Run your filaments significantly below their designed glow temperature spec, and you run significant risks of having the whole valve transconductance curves being far out of spec. Then their amplification is likewise skewed. Accumulating that nonlinearity on each stage of amplification.

So, as I've experienced multiple times, just give the filaments a solid, solid 6.3 VAC or if you prefer, a well regulated 6.3 V DC. Its what they're built for, and the actual current flow makes not a difference in the world.

Just saying,
GoatGuy
 
Hey, about half of them were designed to work off constant voltage, but the other half TV and AC/DC radio were designed to work off constant current.

Just saying :)

Yes, … you are right, of course.

The desire to get rid of the filament transformer winding, and just string as many tubes as necessary to use 117 VAC line voltage directly was high. Because of competitiveness, every last savings in building a television went to the bottom line. By the grace of the gods, we are at least past that era. No one is using 50L6 and 35CW4 tubes any more. And in particular, this very site will censor our comments if they even hint at suggesting not having a transformer providing either filament voltage, or plate voltage. Too dangerous.
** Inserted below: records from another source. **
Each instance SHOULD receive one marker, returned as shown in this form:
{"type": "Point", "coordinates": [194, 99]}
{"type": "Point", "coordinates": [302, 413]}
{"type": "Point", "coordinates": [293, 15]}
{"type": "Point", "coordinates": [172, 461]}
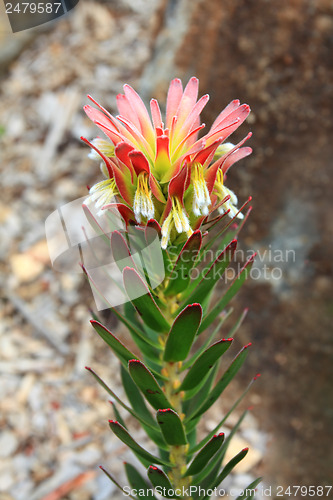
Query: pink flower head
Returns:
{"type": "Point", "coordinates": [163, 170]}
I should have made myself clear.

Just saying,
GoatGuy
 
The only tube in this four parts row with a nominal heater amperage of 300 mA is the E88CC. The other three ones are 375 mA.
Besides them, there's the PCC88, designed for 300 mA series heating (which per datasheet is also an option for the E88CC, btw.). I've built a tube preamp around twelve PCC88's with their heaters arranged in three strings of four, each one fed from the yet mentioned LM317/4.1 ohms CCS. Works like a charm, but needs some time to heat up, of course.
Best regards!
 
Are you still trying to find the source of noise in one channel? This heater voltage anomaly might be related but what have you done as far as tube swaps to just see if individual tubes are causing it? Got a heater PS/circuit schematic you can put up for test point advice?
 
Yes, most datasheets show ECC88 and 6DJ8 (equivalents) as 365mA heater, and E88CC and 6922 ('special quality' equivalents - and similar in most other respects to ECC88/6DJ8) as 300mA. The problem is that nowadays sellers do not distinguish between these slightly different valves, not to mention the Russian lookalikes, so what is sold as a 6922 could have either heater current from 6.3V.
 
OK, so I have experimented with valve substitution.

First of all, I replaced four of the EH 6922s with NOS Sylvania 6922s, and the voltages changed to 6.35V within 0.2V.

Second, I replaced the old EH 6922s elsewhere with brand new EH valves - and no improvement. Still a scattering of low values (5.0V plus or minus 0.4V).

So the conclusion is that the current supplies are not compatible with the actual 6922s I put in (at least the EH branded ones). That's a surprise, since I remembered the filaments reading a little low when I built the preamp, but not necessarily that low.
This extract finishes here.